Adaptive pneumatic vibration isolation platform

Abstract

Abstract A novel adaptive pneumatic vibration isolation platform (APVIP) which is built by combining two opposite stiffness mechanisms is proposed. The positive stiffness mechanism including the wedge, the roller and the air spring is used to support the load (named load bearing mechanism LBM) meanwhile the dynamic stiffness of the APVIP can be reduced by introducing a stiffness correction mechanism (SCM) configured the negative stiffness comprising the cam, the roller and the air spring. The significant feature of the APVIP is explored that both its easily adjusted stiffness according to the mass variation of the isolated object and its improved isolation effectiveness.
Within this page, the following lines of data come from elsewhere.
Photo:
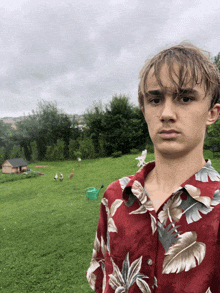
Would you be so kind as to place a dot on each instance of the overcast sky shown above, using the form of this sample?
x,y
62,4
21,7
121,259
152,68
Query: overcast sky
x,y
79,52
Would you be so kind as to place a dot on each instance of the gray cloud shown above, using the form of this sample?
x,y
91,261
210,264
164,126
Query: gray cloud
x,y
77,53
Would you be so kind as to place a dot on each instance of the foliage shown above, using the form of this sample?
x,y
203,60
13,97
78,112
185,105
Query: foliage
x,y
150,147
46,126
48,246
2,155
120,127
212,139
86,148
16,177
134,151
49,153
16,152
34,151
117,154
73,147
58,151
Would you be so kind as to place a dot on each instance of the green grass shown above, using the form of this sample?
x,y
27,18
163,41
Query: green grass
x,y
47,228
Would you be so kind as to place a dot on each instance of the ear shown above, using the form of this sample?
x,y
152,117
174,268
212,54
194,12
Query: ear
x,y
213,114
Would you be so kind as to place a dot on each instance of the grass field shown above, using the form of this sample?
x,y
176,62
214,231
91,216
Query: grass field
x,y
47,228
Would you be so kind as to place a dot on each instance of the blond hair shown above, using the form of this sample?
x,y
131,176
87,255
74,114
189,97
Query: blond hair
x,y
195,67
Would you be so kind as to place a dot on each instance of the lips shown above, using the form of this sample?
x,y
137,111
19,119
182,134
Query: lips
x,y
169,131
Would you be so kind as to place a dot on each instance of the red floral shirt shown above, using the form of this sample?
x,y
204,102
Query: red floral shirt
x,y
176,249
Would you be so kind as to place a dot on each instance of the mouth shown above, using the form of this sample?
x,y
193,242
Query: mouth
x,y
169,134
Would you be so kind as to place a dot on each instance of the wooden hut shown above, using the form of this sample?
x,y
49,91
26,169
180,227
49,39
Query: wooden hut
x,y
14,166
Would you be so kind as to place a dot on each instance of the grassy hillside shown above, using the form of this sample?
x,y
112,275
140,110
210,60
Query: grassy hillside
x,y
47,227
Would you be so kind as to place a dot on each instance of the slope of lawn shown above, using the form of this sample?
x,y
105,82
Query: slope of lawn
x,y
47,227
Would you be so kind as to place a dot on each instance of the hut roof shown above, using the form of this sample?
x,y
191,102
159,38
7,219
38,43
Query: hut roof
x,y
17,162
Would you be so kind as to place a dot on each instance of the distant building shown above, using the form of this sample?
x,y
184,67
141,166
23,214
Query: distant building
x,y
14,166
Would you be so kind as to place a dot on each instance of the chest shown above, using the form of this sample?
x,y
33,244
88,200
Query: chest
x,y
158,198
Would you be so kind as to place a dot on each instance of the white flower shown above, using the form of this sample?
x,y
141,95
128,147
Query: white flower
x,y
141,158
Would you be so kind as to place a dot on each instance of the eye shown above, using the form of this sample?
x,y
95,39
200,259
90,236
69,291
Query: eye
x,y
186,100
154,101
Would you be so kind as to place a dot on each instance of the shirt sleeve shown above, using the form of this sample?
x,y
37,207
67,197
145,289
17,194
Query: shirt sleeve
x,y
96,272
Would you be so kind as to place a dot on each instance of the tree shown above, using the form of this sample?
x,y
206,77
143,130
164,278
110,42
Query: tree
x,y
124,126
94,126
46,126
34,151
73,147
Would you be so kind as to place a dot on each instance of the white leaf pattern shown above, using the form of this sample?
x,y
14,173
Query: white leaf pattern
x,y
153,224
143,286
124,182
195,193
116,204
207,171
216,198
181,256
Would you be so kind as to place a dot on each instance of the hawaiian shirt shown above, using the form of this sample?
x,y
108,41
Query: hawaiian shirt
x,y
176,249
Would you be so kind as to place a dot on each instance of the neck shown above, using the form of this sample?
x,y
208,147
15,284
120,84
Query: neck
x,y
171,171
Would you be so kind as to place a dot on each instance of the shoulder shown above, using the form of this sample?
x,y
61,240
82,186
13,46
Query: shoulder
x,y
115,189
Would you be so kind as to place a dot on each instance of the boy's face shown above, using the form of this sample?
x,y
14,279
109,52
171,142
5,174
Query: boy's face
x,y
186,113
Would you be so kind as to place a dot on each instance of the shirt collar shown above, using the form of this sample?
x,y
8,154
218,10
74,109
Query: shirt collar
x,y
201,186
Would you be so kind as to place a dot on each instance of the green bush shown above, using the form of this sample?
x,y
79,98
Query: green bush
x,y
16,177
134,151
150,148
117,154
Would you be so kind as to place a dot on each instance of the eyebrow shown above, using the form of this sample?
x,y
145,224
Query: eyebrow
x,y
187,91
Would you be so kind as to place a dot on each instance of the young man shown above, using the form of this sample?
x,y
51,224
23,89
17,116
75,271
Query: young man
x,y
159,230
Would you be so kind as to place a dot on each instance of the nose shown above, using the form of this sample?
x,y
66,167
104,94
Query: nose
x,y
168,111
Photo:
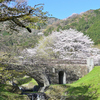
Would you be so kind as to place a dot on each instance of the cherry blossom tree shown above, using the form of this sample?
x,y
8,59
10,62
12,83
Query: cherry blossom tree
x,y
67,44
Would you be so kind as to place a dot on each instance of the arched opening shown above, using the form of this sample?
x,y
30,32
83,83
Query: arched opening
x,y
62,77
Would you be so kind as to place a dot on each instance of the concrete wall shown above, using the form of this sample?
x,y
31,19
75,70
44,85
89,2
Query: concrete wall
x,y
73,73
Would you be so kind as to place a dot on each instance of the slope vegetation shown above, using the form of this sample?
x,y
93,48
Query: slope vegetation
x,y
87,22
86,88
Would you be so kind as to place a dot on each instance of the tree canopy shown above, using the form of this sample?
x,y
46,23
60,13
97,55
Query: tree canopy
x,y
67,44
17,13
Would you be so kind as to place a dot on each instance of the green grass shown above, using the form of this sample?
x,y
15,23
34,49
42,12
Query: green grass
x,y
86,88
7,92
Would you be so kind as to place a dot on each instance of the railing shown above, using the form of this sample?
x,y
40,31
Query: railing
x,y
60,61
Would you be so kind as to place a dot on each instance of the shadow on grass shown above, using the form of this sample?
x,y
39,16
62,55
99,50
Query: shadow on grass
x,y
80,93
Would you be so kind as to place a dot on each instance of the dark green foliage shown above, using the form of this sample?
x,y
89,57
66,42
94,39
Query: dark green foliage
x,y
88,23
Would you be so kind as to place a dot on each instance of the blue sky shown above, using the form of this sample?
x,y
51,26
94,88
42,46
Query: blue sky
x,y
64,8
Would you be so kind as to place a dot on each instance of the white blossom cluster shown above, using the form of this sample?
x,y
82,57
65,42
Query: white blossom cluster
x,y
67,44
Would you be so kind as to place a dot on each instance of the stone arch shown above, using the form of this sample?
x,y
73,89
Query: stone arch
x,y
62,77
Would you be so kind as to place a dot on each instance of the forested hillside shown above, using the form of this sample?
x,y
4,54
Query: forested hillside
x,y
87,22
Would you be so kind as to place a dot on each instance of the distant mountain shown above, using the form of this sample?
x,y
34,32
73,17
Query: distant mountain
x,y
87,22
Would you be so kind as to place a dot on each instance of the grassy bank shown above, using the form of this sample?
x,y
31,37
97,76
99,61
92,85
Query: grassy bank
x,y
8,92
86,88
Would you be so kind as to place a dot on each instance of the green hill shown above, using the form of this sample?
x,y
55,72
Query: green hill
x,y
86,88
87,22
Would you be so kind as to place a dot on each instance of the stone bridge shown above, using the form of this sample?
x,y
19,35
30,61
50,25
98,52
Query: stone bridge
x,y
54,71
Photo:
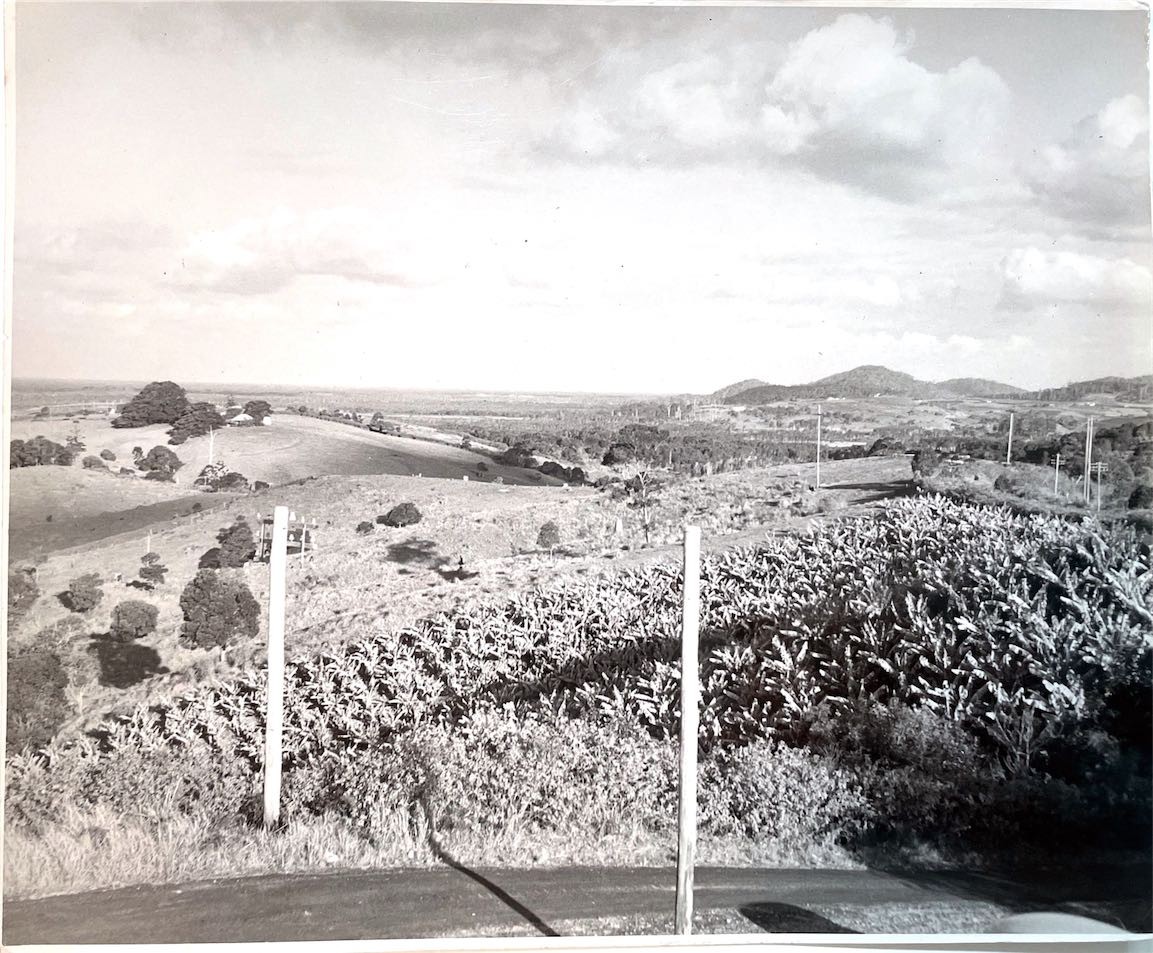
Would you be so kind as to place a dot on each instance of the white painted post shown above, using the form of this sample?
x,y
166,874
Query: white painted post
x,y
273,724
690,717
819,446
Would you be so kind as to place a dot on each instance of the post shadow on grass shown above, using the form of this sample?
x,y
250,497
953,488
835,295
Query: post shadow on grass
x,y
498,892
125,664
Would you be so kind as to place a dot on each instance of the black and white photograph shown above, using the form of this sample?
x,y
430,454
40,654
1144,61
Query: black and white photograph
x,y
542,470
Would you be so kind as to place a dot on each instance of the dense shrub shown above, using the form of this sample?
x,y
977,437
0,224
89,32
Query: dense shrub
x,y
238,545
218,611
767,791
37,706
22,590
152,570
404,514
84,592
1142,498
159,402
549,537
196,421
39,452
133,619
160,460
The paper presents theoretical and experimental analyses of the proposed system. Firstly, the pneumatic-mechanical model of the LBM and SCM is analytically expressed, then, the original and approximate restoring forces of the proposed model are found. Secondly, the dynamic equation of the platform is obtained and the Normal form method is used to analyze the primary resonance response of the APVIP. Simultaneously, due to the nonlinear dynamic system, the numerical integration and Poincare map are employed to analyze the complex dynamical equation including coexistence of solutions and bifurcation phenomena. Next, an experimental apparatus has been set up to verify theoretical model and simulation. Finally, the results demonstrate that the APVIP outperforms the equivalent isolation platform without SCM (shorten platform without SCM).